Question

A copper wire of length 1m and radius 1mm is connected in series with another wire of iron of length 2 m and radius 3 mm. A steady current is passed through this combination. The ratio of current densities in copper and iron wires will be

• A. 18:1
• B. 9:1
• C. 6:1
• D. 2:3

Answer 1

Answer: (B)

Step 1: Given that

Length of copper wire= $1m$

Radius of copper wire= $1mm$ = $\frac{1}{1000}m=0.001m$

The length of iron wire= $2m$

Radius of the iron wire= $3mm=0.003m$

Step 2: Determination of the ratio of the current density of copper wire to the iron wire:

The current density of a conductor is given by,

$j=\frac{I}{A}$

Where$\text{I}$is the current in the conductor and $\text{A}$ is the area of cross-section of the conductor.
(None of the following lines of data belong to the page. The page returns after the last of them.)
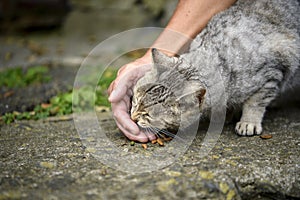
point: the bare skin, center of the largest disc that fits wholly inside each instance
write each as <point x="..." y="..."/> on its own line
<point x="189" y="18"/>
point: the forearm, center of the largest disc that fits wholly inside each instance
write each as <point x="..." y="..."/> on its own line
<point x="189" y="18"/>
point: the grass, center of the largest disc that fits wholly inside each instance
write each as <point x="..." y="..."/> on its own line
<point x="17" y="77"/>
<point x="60" y="104"/>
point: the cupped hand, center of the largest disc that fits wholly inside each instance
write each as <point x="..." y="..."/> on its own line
<point x="121" y="90"/>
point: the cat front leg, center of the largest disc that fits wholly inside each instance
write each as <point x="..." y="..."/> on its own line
<point x="254" y="109"/>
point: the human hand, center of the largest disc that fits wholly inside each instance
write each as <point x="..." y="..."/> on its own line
<point x="121" y="90"/>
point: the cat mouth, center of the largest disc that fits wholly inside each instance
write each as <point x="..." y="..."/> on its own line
<point x="160" y="133"/>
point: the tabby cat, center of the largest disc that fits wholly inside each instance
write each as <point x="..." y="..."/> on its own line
<point x="254" y="47"/>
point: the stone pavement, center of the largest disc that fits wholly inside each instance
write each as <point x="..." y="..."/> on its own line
<point x="47" y="160"/>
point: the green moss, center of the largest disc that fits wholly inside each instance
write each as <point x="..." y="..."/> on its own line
<point x="61" y="104"/>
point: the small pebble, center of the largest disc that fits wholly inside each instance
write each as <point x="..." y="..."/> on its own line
<point x="266" y="136"/>
<point x="144" y="146"/>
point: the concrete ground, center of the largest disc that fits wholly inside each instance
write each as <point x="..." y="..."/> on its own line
<point x="46" y="159"/>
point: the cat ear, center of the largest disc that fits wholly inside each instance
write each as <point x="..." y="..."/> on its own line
<point x="161" y="61"/>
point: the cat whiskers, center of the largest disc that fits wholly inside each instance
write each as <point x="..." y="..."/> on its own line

As the conductors are connected in series, each will have the same flow of electric current.

Let $I$ be the electric current in both the conductors then,

Current density of copper wire is given by

$j_{copper}=\frac{I}{\pi {\left(r_{copper}\right)}^2}$

$j_{copper}=\frac{I}{\pi {\left(0.001m\right)}^2}$

$j_{copper}=\frac{I}{\pi \times \frac{1}{1000\times 1000}}$

$j_{copper}=\frac{{10}^{6}I}{\pi }$

And current density of iron is given by;

$j_{iron}=\frac{I}{\pi {\left(0.003m\right)}^2}$

$j_{iron}=\frac{I}{\pi \times \frac{9}{1000000}}$

$j_{iron}=\frac{{10}^{6}I}{9\pi }$

Now,

$\frac{j_{copper}}{j_{iron}}=\frac{{10}^{6}I}{\pi }\times \frac{9\pi }{{10}^{6}I}$

$\frac{j_{copper}}{j_{iron}}=\frac{9}{1}$

$j_{copper}:j_{iron}=9:1$

Thus,

Option A) 9:1 is the correct option.